Dato che spesso ricevo richieste sui libri che consulto/da cui mi ispiro/da cui traggo ricette/che adoro alla follia.

Uno dei miei manuali preferiti è The Big Book of Kombucha: Brewing, Flavoring, and Enjoying the Health Benefits of Fermented Tea, un libro che mi ha aperto un’infinità di mondi e porte sul mondo del kombucha.
Il kombucha è una bevanda a base di tè nero con l’aggiunta di uno starter ed una colonia detta SCOBY, vale a dire Symbiotic Culture of Bacteria and Yeast, una coltura mista di lieviti e batteri supportata su una matrice cellulosica.
Concordo sul fatto che possa sembrare un po’ squishy e un po’ viscidina, questa matrice cellulosica, la realtà è che è proprio così. Ha un odore penetrante di aceto ed ha un sapore altrettanto acidino (sì, non l’ho solo assaggiato, l’ho proprio mangiato, in diversi modi a dire il vero).
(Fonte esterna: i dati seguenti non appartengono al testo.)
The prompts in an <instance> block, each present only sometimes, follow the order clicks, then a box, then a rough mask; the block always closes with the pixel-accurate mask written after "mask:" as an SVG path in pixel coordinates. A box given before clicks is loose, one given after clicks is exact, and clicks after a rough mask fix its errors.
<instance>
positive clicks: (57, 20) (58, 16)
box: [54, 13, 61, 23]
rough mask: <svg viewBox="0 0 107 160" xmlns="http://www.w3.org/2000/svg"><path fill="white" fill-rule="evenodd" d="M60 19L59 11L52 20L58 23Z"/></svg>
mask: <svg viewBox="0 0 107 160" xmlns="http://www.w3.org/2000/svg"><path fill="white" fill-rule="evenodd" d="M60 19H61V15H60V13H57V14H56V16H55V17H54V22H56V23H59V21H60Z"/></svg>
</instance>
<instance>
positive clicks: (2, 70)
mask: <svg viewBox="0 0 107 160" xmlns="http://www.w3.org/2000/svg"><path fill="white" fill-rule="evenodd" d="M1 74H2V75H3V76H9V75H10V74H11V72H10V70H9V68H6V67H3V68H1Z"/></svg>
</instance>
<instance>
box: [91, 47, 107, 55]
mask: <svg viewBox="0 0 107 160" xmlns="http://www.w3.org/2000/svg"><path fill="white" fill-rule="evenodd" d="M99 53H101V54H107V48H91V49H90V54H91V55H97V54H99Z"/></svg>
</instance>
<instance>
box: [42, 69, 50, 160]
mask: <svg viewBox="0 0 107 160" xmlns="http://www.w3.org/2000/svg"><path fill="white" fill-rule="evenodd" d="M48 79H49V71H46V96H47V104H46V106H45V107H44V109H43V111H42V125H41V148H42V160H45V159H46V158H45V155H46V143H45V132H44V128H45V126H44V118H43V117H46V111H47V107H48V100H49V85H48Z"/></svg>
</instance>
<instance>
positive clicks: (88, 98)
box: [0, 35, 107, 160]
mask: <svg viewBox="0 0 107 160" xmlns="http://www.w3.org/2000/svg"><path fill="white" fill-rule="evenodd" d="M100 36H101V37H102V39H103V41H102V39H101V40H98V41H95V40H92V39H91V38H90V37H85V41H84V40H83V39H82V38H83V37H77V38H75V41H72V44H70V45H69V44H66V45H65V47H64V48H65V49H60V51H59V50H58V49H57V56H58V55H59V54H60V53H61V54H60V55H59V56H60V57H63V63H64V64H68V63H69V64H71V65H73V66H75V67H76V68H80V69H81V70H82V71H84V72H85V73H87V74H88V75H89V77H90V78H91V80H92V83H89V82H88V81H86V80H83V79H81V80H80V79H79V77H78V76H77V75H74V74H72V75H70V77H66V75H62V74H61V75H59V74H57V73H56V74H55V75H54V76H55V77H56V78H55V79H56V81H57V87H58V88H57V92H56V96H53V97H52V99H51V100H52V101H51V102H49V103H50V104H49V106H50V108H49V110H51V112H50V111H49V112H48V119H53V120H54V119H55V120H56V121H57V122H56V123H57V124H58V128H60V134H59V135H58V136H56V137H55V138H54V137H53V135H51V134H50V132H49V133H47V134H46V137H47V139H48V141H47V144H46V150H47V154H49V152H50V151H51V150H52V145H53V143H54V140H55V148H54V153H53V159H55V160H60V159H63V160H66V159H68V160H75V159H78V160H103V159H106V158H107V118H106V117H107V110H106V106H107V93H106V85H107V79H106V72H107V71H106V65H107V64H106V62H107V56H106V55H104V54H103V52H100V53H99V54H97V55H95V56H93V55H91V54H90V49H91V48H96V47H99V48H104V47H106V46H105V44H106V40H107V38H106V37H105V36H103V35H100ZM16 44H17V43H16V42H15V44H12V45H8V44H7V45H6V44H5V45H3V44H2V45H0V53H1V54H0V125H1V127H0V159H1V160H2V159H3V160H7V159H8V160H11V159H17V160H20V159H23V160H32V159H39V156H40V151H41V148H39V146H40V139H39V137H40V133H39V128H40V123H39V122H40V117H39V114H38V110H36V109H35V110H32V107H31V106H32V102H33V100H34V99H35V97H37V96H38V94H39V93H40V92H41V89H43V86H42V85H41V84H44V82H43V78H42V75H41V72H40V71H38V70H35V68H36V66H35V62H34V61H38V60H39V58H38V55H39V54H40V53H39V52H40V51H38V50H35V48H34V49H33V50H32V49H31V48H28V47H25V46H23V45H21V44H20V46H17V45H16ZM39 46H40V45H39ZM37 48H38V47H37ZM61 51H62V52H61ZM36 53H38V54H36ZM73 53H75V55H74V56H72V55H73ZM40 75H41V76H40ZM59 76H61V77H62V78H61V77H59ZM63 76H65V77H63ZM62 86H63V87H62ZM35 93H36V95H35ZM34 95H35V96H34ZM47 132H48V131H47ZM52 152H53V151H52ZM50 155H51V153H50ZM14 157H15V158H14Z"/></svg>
Perché mi sono innamorata del kombucha? Innanzitutto perché mi innamoro di tutto (o quasi) quello che è fermentato. Inoltre lo trovo estremamente versatile: se riesco a star dietro alla fermentazione ottengo una bevanda superbuona (sempre acetica eh) ricca di fermenti, se i tempi fra un rabbocco di tè e l’altro si dilungano attengo un ottimo aceto che uso in cucina, per pulire, per la cosmesi. E poi lo SCOBY ciccione e gelatinoso lo mangio.

Qual è il valore aggiunto del libro? Beh io mi sono innamorata della grafica, cosa non da sottovalutare. Il libro è fatto veramente molto molto bene, con tante immagini e tanti disegni, è molto accattivante sotto questo punto di vista. E poi è completo a livello di informazioni: dal procedimento per le prime fermentazioni, al ciclo di fermentazione continua (che è quello che pratico io), alle tecniche per aromatizzare e rendere la bevanda più frizzante,alle ricette di cucina (NON vegan), agli studi scientifici sul kombucha ed infine gli utilizzi al di fuori della cucina.
Per me è stato illuminante.

Non so se esista la versione italiana, la versione in inglese comunque è fruibile a chi mastica un po’ la lingua, non ci sono tecnicismi difficili. L’unico tormento è l’unità di misura diversa dalla nostra 🙂
Sono 383 pagine per 24,95 dollari (quando lo acquistai tempo fa, ora non so).

Per me uno dei must have in assoluto.